Wszystko ma swój czas i miejsce. Także pory roku. Mamy to szczęście, że pod naszą szerokością geograficzną są cztery – jest i wiosna, i lato, i jesień, i zima. W zasadzie lubię wszystkie. Nie gardzę śniegiem i mrozem, uwielbiam piękne, czerwone i żółte, spadające liście. Ale mimo wszystko to wiosna cieszy mnie najbardziej. Drzewa robią się tak zielone, że czasem zastanawiam się, czy ktoś nie podreperował ich koloru w programie graficznym, dzień staje się dłuższy, słońce wygrywa z chmurami, ptaki ćwierkają…no normalnie sielanka. Tylko w tym roku jakoś się wiośnie nie spieszy. Ale od czego są sprawdzone sposoby na przepędzenie zimy? Pierwszy uniwersalny – topienie Marzanny. Drugi, typowo podlaski – pieczenie busłowych łap. I dziś trochę o nim opowiem. A to dlatego, że właśnie tak w Mielniku przywitaliśmy wiosnę…przynajmniej tę kalendarzową…
Busłowa łapa po upieczeniu

Busłowe łapy to bułki z ciasta drożdżowego, które niegdyś, na Podlasiu, pieczono w każdym, wiejskim domu, w dniu Święta Zwiastowania NMP. Miało to związek z porzekadłem: „na zwiastowanie przybywaj bocianie”, zgodnie z którym ostatnie bociany powinny powrócić właśnie do dnia święta zwiastowania, czyli 25 marca.
Dlaczego “busłowe”? Bo “busioł” w gwarze, to własnie “bocian”, a bułki kształtem mają przypominać jego łapy. Dawniej, gospodarze wkładali takie wypieki do bocianich gniazd, aby powracające ptaki zachęcić do osiedlania się w ich zagrodach. Bo bociany to nie tylko zwiastuny wiosny. Miały również przynieść szczęście gospodarstwu i ludziom w nim zamieszkującym.
Tradycja ta, jak wiele innych, zaczęła zanikać. Dziś nawet Marzannę topi się coraz rzadziej…ale nie w Mielniku. U nas wiosna powinna zacząć się najszybciej, bo i łapy upieczone w ilościach masowych, a Marzanna zanim porwał ją nurt Bugu, została potraktowana ogniem, niemal piekielnym.
Ale po kolei….
Spotkaliśmy się w GOKSiR, gdzie pani Halina opowiedziała dzieciom co nieco, o busłowych łapach…

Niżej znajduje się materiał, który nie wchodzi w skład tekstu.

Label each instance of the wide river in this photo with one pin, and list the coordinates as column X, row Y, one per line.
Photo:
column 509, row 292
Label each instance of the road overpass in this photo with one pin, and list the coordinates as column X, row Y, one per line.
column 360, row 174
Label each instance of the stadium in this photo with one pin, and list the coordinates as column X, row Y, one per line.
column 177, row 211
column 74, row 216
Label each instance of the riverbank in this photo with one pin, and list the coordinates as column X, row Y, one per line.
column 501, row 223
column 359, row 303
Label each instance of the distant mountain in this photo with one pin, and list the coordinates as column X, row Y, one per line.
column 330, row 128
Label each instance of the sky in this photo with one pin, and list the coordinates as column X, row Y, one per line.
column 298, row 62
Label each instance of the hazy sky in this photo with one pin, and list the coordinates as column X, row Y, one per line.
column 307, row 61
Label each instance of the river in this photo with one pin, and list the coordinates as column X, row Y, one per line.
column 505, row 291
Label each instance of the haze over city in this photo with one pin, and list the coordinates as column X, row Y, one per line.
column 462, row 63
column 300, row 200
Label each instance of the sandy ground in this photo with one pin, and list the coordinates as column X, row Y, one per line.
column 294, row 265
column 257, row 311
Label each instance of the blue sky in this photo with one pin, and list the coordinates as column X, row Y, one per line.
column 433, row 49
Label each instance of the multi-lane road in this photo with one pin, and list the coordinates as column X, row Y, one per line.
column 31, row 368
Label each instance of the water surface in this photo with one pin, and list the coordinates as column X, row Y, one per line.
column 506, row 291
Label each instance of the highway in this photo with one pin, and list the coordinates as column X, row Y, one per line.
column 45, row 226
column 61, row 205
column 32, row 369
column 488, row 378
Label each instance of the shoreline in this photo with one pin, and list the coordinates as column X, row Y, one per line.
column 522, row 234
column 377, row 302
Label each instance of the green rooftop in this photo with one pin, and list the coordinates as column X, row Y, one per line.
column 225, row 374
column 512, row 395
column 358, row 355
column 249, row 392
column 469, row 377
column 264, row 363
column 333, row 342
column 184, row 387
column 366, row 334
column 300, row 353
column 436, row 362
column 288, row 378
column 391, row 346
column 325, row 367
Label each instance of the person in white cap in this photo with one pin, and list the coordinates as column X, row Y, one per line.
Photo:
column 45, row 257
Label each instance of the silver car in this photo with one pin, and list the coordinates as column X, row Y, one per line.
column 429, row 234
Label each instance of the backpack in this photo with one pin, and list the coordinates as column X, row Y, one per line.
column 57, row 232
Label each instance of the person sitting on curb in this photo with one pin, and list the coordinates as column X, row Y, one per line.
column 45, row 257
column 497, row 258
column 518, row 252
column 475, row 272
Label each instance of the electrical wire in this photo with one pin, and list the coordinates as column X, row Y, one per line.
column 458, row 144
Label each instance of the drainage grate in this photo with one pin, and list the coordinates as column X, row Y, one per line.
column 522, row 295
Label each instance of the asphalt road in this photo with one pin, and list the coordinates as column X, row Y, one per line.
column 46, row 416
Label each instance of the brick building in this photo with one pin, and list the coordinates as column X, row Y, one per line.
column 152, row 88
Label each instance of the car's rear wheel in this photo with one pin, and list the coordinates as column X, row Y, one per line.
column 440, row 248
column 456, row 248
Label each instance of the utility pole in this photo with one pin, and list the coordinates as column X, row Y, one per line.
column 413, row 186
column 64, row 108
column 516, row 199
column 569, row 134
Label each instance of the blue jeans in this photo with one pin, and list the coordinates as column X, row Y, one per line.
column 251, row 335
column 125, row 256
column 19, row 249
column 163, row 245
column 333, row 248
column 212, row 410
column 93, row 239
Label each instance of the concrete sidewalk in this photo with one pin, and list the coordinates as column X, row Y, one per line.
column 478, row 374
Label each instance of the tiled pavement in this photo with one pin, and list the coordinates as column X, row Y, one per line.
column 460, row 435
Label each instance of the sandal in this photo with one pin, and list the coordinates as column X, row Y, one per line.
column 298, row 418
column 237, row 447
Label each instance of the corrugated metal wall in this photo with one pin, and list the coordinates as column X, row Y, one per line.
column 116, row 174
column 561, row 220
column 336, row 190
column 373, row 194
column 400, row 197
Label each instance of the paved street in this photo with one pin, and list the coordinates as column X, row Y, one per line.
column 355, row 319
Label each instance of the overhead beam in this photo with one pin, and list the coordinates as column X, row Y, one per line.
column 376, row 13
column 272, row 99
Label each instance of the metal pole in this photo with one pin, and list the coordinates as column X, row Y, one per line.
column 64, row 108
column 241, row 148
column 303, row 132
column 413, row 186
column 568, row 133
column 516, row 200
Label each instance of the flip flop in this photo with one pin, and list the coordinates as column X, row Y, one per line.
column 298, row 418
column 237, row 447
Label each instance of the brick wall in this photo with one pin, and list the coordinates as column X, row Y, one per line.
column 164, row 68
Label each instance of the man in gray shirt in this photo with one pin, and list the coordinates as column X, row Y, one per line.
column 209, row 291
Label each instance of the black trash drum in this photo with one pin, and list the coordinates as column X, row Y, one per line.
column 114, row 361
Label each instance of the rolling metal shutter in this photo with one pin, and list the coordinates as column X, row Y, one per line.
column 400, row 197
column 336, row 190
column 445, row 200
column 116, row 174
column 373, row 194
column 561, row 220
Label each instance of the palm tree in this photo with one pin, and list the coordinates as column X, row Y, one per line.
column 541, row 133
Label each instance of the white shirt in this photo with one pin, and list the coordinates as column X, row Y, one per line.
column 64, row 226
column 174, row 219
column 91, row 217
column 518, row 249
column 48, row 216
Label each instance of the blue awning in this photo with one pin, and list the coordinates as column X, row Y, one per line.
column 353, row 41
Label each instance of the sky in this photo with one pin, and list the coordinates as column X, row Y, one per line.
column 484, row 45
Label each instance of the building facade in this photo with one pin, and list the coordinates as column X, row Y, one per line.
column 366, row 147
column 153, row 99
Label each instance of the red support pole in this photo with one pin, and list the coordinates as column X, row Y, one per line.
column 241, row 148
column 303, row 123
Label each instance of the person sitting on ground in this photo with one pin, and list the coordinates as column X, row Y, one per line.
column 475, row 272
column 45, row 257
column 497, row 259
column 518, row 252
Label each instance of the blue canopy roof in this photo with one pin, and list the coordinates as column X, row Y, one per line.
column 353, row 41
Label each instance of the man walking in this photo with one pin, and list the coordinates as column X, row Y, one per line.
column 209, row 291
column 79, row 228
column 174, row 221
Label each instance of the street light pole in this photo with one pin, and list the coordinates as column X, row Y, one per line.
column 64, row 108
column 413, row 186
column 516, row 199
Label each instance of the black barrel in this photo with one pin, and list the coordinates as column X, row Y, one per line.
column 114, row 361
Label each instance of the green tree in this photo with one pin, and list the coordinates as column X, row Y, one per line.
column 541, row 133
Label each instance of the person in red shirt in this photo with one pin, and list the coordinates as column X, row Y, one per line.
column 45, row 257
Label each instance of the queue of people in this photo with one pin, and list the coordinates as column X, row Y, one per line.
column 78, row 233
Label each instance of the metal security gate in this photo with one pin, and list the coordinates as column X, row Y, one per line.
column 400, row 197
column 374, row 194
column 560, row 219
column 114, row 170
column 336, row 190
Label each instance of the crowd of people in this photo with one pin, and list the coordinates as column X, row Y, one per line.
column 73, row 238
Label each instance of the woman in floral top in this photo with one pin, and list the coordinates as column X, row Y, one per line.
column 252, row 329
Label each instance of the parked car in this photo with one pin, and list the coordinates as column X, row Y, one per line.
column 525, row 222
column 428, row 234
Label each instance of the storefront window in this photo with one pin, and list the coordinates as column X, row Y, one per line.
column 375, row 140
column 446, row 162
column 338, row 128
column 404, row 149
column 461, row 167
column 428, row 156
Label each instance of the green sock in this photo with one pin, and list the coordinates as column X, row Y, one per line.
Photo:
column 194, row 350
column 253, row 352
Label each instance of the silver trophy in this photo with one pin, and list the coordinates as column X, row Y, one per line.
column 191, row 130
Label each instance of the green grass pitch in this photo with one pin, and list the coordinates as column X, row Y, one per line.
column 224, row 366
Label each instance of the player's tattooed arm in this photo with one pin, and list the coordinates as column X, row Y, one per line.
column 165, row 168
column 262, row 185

…następnie każdy dostał kawałek ciasta drożdżowego…
….z którego najpierw zrobił okrągły placek….

…..a ten następnie został przecięty na pół, każda połowa na trzy części, z których uformowaliśmy łapy…


…ostatnie “szlify”, czyli smarowanie łap rozmąconym jajkiem…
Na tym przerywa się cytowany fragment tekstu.